My attempt was to let x-1 = u

As x -> 1, x-1 -> 0, therefore as x-> 1, u -> 0.

So I obtained something which looked simple.

$$\displaystyle ab \lim_{u \rightarrow 0} \frac{a^u + b^u}{u}$$

Had it been a^u-b^u, Adding and subtracting 1 and splitting the expression into (a^u-1)/u and (b^u-1)/u would help solve the limit, which is loga+logb. Thus the answer becomes ab log(ab).

But since there is a plus sign, I'm confused on what I could do further. Incidentally, th answer to the question is ab log(b/a), which is quite close to the previous one, and does imply a sign change between the log expressions.

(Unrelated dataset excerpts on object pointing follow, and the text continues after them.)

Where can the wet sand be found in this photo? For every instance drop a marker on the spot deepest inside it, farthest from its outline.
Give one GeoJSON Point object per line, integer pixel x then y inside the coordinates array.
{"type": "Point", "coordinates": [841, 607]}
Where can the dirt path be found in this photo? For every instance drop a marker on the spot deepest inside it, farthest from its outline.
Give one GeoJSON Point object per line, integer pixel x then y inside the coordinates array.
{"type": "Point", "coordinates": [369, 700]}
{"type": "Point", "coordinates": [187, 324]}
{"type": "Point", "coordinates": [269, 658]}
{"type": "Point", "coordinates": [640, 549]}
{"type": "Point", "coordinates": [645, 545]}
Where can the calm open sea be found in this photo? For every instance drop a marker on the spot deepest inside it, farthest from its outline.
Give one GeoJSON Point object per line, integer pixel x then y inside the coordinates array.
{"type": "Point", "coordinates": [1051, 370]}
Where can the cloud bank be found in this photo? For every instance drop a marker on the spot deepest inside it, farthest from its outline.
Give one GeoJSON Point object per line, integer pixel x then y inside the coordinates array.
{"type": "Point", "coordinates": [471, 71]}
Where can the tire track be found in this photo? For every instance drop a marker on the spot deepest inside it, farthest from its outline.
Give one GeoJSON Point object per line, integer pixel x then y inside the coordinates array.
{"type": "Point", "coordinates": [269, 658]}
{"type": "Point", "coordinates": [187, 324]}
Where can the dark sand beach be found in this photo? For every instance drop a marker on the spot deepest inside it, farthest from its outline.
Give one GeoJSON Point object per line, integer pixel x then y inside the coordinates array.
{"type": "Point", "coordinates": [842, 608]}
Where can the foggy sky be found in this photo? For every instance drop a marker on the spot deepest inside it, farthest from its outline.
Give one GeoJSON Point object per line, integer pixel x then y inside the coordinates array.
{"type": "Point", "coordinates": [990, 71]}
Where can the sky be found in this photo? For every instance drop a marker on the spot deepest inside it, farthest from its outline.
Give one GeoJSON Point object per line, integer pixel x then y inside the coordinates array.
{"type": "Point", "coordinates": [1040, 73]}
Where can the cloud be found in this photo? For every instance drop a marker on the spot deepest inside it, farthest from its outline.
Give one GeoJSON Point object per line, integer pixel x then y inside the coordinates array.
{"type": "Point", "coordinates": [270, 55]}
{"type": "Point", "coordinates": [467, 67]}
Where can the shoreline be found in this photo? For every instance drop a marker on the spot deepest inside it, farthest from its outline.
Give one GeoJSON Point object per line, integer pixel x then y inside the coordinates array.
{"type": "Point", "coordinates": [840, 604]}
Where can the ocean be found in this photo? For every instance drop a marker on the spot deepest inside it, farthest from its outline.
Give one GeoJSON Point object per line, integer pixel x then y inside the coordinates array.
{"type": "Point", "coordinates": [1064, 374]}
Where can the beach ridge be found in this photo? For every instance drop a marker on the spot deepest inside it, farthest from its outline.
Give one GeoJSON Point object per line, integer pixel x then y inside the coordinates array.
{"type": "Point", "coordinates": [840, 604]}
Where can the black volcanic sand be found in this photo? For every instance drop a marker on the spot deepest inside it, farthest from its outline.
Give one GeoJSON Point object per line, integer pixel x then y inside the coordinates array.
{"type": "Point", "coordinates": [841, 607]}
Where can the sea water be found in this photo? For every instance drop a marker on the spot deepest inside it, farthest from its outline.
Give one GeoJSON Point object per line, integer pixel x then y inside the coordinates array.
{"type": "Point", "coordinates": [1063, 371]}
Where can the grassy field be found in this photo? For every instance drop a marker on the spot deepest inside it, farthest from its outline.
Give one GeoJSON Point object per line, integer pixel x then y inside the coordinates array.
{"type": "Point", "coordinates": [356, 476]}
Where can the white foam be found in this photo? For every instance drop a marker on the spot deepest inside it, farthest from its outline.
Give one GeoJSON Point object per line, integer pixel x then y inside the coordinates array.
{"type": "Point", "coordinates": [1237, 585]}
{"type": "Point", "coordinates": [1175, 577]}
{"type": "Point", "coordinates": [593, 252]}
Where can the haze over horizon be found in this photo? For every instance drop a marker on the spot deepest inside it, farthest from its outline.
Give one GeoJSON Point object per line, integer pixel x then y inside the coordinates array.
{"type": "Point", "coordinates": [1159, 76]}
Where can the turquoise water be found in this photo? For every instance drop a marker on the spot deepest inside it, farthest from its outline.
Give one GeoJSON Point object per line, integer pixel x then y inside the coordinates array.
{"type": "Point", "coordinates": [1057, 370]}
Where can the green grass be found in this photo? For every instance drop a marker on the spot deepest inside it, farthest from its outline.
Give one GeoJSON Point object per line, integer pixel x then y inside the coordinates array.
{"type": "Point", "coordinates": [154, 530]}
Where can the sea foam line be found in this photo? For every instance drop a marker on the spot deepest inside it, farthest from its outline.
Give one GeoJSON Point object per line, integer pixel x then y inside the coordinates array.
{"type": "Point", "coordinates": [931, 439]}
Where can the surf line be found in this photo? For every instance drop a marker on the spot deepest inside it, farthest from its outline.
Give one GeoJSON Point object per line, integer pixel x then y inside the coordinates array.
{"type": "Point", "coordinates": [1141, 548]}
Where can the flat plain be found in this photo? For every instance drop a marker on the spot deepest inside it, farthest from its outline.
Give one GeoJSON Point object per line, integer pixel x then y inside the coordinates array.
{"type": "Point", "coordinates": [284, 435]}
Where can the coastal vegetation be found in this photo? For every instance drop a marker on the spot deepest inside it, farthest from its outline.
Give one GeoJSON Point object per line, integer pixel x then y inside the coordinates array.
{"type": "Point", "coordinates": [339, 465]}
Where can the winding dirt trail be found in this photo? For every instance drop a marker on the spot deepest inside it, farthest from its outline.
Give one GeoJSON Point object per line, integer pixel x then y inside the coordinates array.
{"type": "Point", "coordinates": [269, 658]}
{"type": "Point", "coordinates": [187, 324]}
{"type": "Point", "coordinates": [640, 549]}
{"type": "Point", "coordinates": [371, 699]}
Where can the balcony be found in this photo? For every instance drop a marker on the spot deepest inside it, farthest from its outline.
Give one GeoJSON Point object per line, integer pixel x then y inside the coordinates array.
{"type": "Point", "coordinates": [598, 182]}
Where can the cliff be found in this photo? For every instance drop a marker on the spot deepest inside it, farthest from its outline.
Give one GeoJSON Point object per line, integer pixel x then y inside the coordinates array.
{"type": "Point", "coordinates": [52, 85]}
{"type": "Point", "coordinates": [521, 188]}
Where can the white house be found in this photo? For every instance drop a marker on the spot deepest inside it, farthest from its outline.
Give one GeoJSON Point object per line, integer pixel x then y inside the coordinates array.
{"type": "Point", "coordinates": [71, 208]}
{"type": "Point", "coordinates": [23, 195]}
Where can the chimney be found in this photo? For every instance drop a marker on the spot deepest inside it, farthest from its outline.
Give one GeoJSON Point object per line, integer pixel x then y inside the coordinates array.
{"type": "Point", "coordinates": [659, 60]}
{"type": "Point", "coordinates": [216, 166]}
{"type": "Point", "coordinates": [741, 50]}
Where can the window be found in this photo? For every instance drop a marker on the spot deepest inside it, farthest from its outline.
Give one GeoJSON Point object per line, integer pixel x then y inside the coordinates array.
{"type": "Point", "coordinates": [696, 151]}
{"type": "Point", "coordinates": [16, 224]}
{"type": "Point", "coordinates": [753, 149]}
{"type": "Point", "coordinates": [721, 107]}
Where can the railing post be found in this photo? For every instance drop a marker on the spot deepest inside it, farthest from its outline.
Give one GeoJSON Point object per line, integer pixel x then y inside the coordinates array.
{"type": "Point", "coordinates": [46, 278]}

Can anyone verify my substitution and just give a subtle hint towards the direction I have to look? Also, is there a place where I can find proofs of standard forms like lim(x -> 0) (a^x-1)/x = ln a etc.?

Thanks,
Sleek.

 

[AKG]

The numerator goes to 2ab. If either a or b is 0, the numerator is identically 0 (for positive x, in particular for x near 1) so the limit is 0. Otherwise, 2ab is finite non-zero whereas the denominator goes to positive infinity as x goes to 1 from the right and negative infinity from the other direction, meaning the limit doesn't exist. Perhaps you wrote the problem out wrong?